Dial Access Fully Restored

     We found servers in our logs that were not in our server configuration.

     Further investigation determined that GlobalPOPs had added additional radius servers but had not informed us.  Requests coming from new servers not in our configuration were rejected causing authentication failures.

     I obtained a complete list of their radius servers, added it to our clients.conf file and now authentication is functioning again.

 

Dial-up Access Down

     Presently, our dial-up customers are unable to authenticate.

     We have tested our radius authentication servers and those of our wholesale provider and found the issue to be with the providers authentication servers.

     I attempted to generate a ticket via the normal means at GlobalPops loginto.us website and found the ticket link broken on their website as well.

     Since they normally do not allow phone tech support and have no means of contacting other than the now broken ticket system, I called their retail dial-up center and got them to generate a ticket for me.  I was assured I would receive a copy in my e-mail and someone would contact me but so far neither has occurred.

 

Maintenance Friday – Saturday

     Late Friday evening into early Saturday there will be some downtime for system maintenance.  First probably around 10:30, I will be taking the server that hosts home directories, out of service for up to an hour.  The reason for this is I will be adding a pair of 10TB drives to allow us to increase the size of the /home directory partition.
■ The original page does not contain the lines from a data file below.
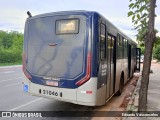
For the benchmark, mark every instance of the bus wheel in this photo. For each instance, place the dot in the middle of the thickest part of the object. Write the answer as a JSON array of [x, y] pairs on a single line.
[[118, 93]]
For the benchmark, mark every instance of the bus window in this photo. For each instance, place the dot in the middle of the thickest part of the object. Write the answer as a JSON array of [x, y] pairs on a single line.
[[69, 26], [102, 42]]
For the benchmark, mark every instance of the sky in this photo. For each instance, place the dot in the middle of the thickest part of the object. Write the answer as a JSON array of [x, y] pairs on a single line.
[[13, 13]]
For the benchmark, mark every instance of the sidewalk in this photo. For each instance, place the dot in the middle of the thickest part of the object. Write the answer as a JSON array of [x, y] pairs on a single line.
[[153, 94]]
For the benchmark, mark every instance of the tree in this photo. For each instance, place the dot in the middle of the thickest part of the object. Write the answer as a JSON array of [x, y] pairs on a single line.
[[144, 19]]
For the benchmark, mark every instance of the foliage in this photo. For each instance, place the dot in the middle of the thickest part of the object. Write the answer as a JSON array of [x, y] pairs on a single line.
[[139, 12], [143, 17], [11, 47]]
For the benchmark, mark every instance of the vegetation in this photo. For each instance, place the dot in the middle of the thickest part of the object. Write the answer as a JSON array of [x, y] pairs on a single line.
[[143, 17], [10, 48]]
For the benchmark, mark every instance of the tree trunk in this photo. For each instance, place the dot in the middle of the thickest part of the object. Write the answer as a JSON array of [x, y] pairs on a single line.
[[149, 42]]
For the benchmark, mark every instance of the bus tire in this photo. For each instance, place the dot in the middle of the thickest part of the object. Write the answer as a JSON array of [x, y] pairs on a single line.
[[121, 84]]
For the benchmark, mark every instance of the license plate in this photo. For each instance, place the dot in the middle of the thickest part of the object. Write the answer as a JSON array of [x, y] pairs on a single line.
[[52, 83]]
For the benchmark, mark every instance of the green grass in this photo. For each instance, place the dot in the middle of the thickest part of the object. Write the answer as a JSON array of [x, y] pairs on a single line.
[[10, 64]]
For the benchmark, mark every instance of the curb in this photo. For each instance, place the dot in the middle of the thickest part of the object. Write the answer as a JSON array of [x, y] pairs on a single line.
[[133, 102], [10, 66]]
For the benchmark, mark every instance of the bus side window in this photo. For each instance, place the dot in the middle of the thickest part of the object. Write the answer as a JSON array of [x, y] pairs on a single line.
[[102, 42]]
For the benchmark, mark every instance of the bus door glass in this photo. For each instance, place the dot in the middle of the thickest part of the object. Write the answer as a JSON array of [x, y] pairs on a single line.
[[102, 56], [111, 58]]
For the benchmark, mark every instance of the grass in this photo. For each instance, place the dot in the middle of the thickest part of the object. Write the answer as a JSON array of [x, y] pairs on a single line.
[[10, 64]]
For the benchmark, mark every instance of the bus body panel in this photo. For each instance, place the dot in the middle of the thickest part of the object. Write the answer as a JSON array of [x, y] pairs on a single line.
[[58, 60], [84, 95]]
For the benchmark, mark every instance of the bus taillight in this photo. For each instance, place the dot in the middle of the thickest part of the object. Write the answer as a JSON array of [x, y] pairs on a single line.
[[24, 66], [88, 73]]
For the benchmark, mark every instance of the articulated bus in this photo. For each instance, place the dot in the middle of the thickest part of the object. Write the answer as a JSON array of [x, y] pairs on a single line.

     Next I will be moving home directories to this new partition.  While this process will take some time, only during the final aspect when I am ready to switch partitions, will additional downtime be required.  At that point I will need to reboot the machine.

     Then I will need to reboot a number of other machines in order to make a kernel upgrade active.
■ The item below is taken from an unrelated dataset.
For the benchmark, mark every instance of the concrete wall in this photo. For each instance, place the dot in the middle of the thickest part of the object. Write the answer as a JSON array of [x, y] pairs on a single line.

Linux Security Exploit (Iglulik was attacked)

Warning!!!! This security exploit has not been widely published but it IS actively being exploited. Someone caused my server that houses our customers /home directories to spontaneously reboot trying to exploit it. Fortunately the kernel logged their attempts. See: https://www.kernel.org/doc/html/latest/admin-guide/l1tf.html In our cause I performed measurements on system load, web page loading times and latency with and without this CPU feature turned off and in our case it made no measurable difference so I turned it off with: echo ‘off’ > /sys/devices/system/cpu/smt/control. I put this in /etc/rc.local which is enabled on our machines for this and some other adjustments.

Iglulik Crash

     Iglulik, our system which houses /home directories and some virtual machines spontaneously rebooted.
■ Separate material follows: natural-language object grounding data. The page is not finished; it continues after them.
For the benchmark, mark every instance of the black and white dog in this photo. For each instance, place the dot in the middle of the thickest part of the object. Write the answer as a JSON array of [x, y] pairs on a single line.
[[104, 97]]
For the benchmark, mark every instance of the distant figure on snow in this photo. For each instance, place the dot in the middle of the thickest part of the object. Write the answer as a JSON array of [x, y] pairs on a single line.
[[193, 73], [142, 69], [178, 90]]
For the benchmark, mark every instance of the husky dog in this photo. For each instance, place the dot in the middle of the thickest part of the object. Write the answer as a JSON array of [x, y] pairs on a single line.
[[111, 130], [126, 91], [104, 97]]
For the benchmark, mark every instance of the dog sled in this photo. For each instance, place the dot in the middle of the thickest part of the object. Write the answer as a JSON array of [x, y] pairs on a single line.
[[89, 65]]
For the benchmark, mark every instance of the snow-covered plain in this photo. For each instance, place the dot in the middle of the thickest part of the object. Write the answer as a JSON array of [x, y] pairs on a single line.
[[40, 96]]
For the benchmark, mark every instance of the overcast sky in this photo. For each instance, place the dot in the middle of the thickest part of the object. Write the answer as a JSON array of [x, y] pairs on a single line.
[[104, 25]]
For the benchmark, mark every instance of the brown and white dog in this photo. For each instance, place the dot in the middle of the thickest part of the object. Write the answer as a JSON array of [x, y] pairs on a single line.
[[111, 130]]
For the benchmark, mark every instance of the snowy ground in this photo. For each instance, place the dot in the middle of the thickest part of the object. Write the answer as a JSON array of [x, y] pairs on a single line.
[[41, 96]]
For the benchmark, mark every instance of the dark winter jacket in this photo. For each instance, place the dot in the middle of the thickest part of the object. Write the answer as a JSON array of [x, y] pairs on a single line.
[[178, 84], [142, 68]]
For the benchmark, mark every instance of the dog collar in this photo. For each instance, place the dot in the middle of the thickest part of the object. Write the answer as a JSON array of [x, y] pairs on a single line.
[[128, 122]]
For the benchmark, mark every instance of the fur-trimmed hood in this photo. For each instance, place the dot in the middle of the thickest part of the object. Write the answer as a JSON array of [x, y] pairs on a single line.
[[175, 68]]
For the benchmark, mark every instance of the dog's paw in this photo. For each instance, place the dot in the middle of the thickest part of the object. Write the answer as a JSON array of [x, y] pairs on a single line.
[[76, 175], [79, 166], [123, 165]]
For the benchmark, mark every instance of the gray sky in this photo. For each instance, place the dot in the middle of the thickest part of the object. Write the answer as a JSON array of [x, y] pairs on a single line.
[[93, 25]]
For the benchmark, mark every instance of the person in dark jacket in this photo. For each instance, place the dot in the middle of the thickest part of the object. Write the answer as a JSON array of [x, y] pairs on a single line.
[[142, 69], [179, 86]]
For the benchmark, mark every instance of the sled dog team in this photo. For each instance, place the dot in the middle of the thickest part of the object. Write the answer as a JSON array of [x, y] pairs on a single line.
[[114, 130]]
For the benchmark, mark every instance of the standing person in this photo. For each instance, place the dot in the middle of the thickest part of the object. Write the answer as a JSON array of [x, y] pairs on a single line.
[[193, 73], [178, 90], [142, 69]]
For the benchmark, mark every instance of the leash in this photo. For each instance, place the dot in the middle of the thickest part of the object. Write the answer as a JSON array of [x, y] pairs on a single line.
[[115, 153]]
     Examination of the logs suggest someone tried to take advantage of a CPU exploit similar to Meltdown.  I am looking into several possible mitigation strategies, all of them have performance impacts.

Debian

     Debian’s key database has gotten badly corrupted.  The machine is down at present and is being restored from backups.  It should be available again in about an hour.

     In the meantime, please use one of the other debian derived machines such as julinux.yellow-snow.net, mint.eskimo.com, mxlinux.eskimo.com, ubuntu.eskimo.com, or zorin.eskimo.com.

Centos 7

     CentOS 7 stopped accepting connections today.

     I found ypbind was not bound so it could not access the NIS database to get user authentication information.

     However, ypbind would not rebind on restart.  Usually the cause of this is portmapper (rpcbind) not running.  I checked, it was but I restarted it anyway, still ypbind would not bind.

     At this point I attempted to reboot the machine, systemd got stuck during shutdown and would not complete the shutdown process so I was forced to hard boot it.

     There were two newer kernels than the one it was running on.  It is now running on the newest and seems to be operating normally again.